Solving multifamily housing problems in many NEMA communities requires parties with disparate motivations to find common ground. Too often, however, the temptation to blame individuals or groups for housing ills distracts from the actual debate and prevents all stakeholders from discovering their mutual interests. Today’s problems need leaders, including real estate developers, who can not only spearhead an honest dialog about the need for more housing but also keep the conversation free from irrelevant distractions.

Developers can take the first step simply by listening. Ask local communities and political leaders what they care about, and explore in those conversations where interests might align.

Then, developers should reframe age-old mental constructs of “winners” and “losers” and instead work toward solutions that are “wins” for all involved. Treat this seriously, and actively address community and political concerns and needs as a means of moving new development forward, providing all stakeholders with incentives for growth.

Engagement

Citizens’ concerns over the ways in which increased multifamily housing may affect traffic, schools and other local resources can be well-founded, or at least well-intentioned. On the other hand, access to multifamily housing can help drive economic growth, job creation and quality of life, all of which are in the best interest of communities.

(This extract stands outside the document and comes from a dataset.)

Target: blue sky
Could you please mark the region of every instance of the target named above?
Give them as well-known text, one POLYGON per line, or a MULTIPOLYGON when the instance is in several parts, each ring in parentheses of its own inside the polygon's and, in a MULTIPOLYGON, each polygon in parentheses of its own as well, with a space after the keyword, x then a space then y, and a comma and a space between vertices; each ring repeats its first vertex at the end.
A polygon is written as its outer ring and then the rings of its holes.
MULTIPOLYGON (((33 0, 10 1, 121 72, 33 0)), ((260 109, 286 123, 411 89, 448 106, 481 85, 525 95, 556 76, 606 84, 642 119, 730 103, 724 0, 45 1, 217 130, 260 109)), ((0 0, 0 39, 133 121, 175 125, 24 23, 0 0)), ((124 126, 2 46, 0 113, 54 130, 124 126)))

Moving forward, it is imperative that developers, alongside public officials and citizens, reimagine the framework of the debate, establish trust and communicate honestly about how to balance costs and benefits. Doing so, repeatedly, is necessary for the establishment of strong foundations that can both preserve a neighborhood’s fabric while also providing new opportunities for young and working people to build their lives in the community.

Carrots More Than Sticks

From my perspective, developers can also advocate for regulatory solutions that build upon more effective engagement to establish consequences and, more importantly, provide rewards around compliance. Massachusetts’ MBTA Communities Law relies on the threat of withholding state funds to force compliance, and the results have been mixed. Conversely, New York City’s zoning initiative gained approval after the city, with a $1 billion assist from the state, pledged $5 billion for infrastructure spending, a housing fund and expenses.

I believe future solutions should be designed with incentivizes for all parties. For instance, federal or state funding could be used to ease pain points for local communities, such as paying for resources and services, which can then be passed on to developers in the form of property tax abatements to encourage new construction. This could help achieve housing production goals while providing each constituency with tangible, positive reasons to participate in the effort.

Conclusion

The NEMA region’s housing crisis will not improve without substantial new supply, which will require community residents, political leaders, developers and other stakeholders to recognize the problem and work together to lower barriers to development.